The Makings of a Great Small Business 401(k) Plan
If you’re thinking of starting a 401(k) plan at your business, check out these six tips to help you choose set one up that helps you and your employees.
If you’re thinking of starting a company 401(k) plan, you know that your employees will be counting on you to make important decisions that will impact their ability to achieve their retirement goals. Follow these six tips to make sure you and your employees get the 401(k) plan you deserve along with the personalized support you need for successful retirement planning.
1. Choose a 401(k) Provider Focused on Small Business
Providers focused on serving smaller businesses better understand the kind of support small business owners require from a partner and they’ll be less likely to be distracted by larger accounts.
2. Look for Customizable Investing Options
If your employees have a range of investment know-how, from those who want help to those who want independence, it’s important your 401(k) plan doesn’t only offer a one-size-fits-all approach.
3. Know What You’re Paying For
The fees charged by service providers should not be hidden or difficult to understand. Make sure your fees are clearly outlined so that you don’t pay more than you should for your 401(k) plan.
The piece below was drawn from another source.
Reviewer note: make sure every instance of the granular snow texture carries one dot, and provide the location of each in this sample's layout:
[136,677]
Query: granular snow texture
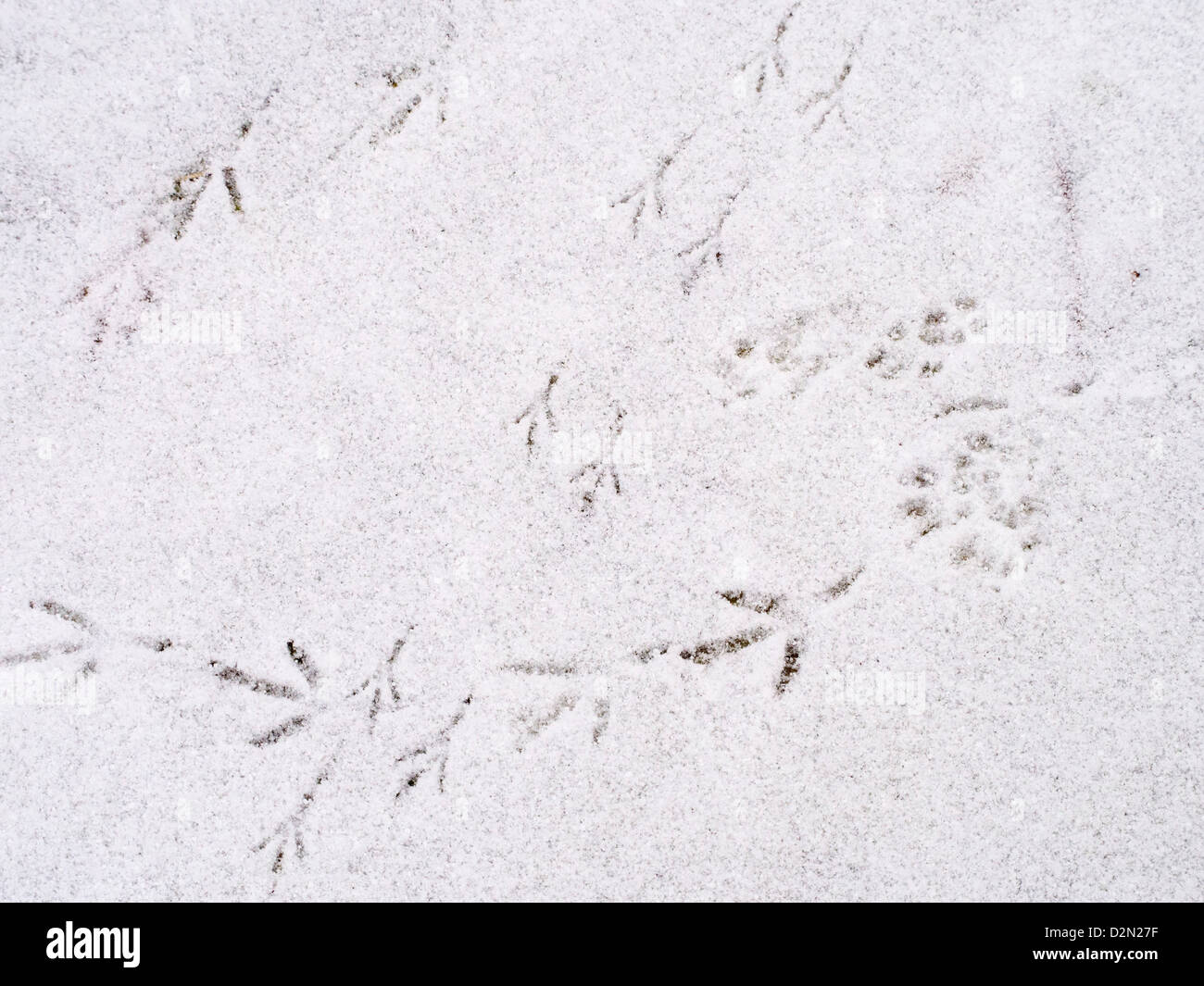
[638,450]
4. Delegate Some of Your 401(k) Management Responsibilities
You may be personally liable under ERISA for failing to act in the best interests of your participants. And not all types of financial advisers are allowed to assume this liability on your behalf. Service providers that are 3(38) Investment Managers allow you to delegate your liability for choosing the fund line-up, which is a great way to reduce your personal risk.
5. Have a Plan for DOL or IRS Audits
Your plan may never be audited. But if it is, wouldn’t it be great to be prepared ahead of time? Look for service providers that have a defined strategy for helping you get your documents in order so you can be ready for an audit.
6. Insist on a Service Level Guarantee
Your employees deserve more than an annual enrollment e-mail. Make sure your service provider provides one-on-one, in-person enrollment (which can increase employee participation rates) and retirement planning guidance to your employees. Better yet, your employees should have a single point of contact at your plan service provider to answer questions and provide support. This is where providers that focus on small businesses shine.